S’agissant du Jardin de l’orme, rarement la facture d’un livre aura aussi bien correspondu à son esprit : l’élégante couverture reliée à la chinoise par un simple fil de lin passé dans l’épaisseur de la tranche, le dessin à l’encre réalisé par Paul Morin lui-même pointent dès l’abord une promesse d’heureuse lecture.
D’un long commerce des livres et des musées, de la connivence du poète avec les paysages bretons, chinois ou nordiques, de sa passion de la photographie est né ce livre rare à l’écriture buissonnière. Comme les eaux étroites de Julien Gracq, la découverte des bords de Loire par l’enfant réfugié a inscrit en lui le sens de la beauté si intensément que ces hauts lieux n’en finissent pas d’agir comme une eau-forte. En un vaste poème en prose, Paul Morin assemble, par collages et fragments, les images et les correspondances : « La traversée des marais salants me porte vers d’autres étendues de la Chine du Sud, une roche noire me plonge dans les fjords d’Ecosse ou de Norvège, les longs bancs de sable emportent mon regard vers les nuages ». La quête de la langue épouse pour lui celle de la terre, de ses chemins les plus variés, au-delà des frontières de toutes sortes : en passant des paysages norvégiens aux salines de Batz ou aux pagodes chinoises, ce sont ses propres illuminations qu’il nous livre.
Comme on parle de placer la voix, l’on pourrait dire que tout l’art de Paul Morin est de placer le regard. Le mot d’ailleurs revient souvient : il importe d’ajuster l’œil devant l’imprévu, l’incertain, l’éphémère. Cristaux de sel, nuages blancs, eaux se décomposent et se recomposent en d’infinis possibles, comme les formes changeantes d’un kaléidoscope. Rien de cérébral ici, le poète est de plain-pied avec toutes les formes du sensible, celle de la nature comme celles des créations de l’esprit humain, Tiepolo, Mozart, Poliakoff, Strindberg… Car c’est une subjectivité passionnée, nourrie de la spiritualité et des arts de l’Orient, disponible au dépaysement qui cultive ce jardin mi-réel, mi-imaginaire.

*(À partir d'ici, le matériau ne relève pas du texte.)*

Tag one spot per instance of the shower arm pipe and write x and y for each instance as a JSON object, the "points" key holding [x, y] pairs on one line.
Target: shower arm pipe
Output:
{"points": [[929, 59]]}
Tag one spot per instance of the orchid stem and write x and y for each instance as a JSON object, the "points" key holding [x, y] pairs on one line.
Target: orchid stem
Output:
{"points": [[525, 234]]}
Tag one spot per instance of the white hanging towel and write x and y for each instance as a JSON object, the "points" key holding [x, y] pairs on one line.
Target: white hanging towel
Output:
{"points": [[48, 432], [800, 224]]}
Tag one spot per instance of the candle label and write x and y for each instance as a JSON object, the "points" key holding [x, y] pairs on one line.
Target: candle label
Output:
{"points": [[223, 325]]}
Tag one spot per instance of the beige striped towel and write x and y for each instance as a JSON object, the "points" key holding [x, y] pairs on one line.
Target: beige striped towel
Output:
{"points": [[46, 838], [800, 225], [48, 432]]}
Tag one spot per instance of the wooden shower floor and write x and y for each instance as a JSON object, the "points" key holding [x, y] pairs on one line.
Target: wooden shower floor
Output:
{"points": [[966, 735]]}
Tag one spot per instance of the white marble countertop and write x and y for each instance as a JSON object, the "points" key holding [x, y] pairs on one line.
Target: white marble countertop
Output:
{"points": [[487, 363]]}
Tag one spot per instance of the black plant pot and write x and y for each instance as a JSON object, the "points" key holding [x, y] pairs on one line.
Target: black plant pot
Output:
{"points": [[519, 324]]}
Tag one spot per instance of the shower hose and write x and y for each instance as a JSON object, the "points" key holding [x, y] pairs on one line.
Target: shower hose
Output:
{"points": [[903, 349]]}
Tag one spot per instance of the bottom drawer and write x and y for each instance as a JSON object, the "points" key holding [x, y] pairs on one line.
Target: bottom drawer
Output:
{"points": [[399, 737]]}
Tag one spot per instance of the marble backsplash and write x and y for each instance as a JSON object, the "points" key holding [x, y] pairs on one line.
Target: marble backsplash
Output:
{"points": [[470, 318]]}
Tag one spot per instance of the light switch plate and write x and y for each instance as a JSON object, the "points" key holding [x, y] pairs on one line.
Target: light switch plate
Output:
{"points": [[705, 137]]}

Et cet orme, en premier plan, riche de la symbolique de l’arbre, enracinement par excellence, voilà qu’il devient le lieu même de l’ouvert, accueillant tous les signes de la beauté glanés de par le monde. En nous faisant entrer dans ce « ce jardin sans clôture de [son] esprit », Paul Morin invite chaque lecteur à cultiver le sien et à se faire lui aussi un contemplatif du monde et de ses beautés.
Ce texte est paru dans “Cahiers de l’Académie littéraire de Bretagne et des Pays de Loire”. Numéro 49. 2013.“Couleur”.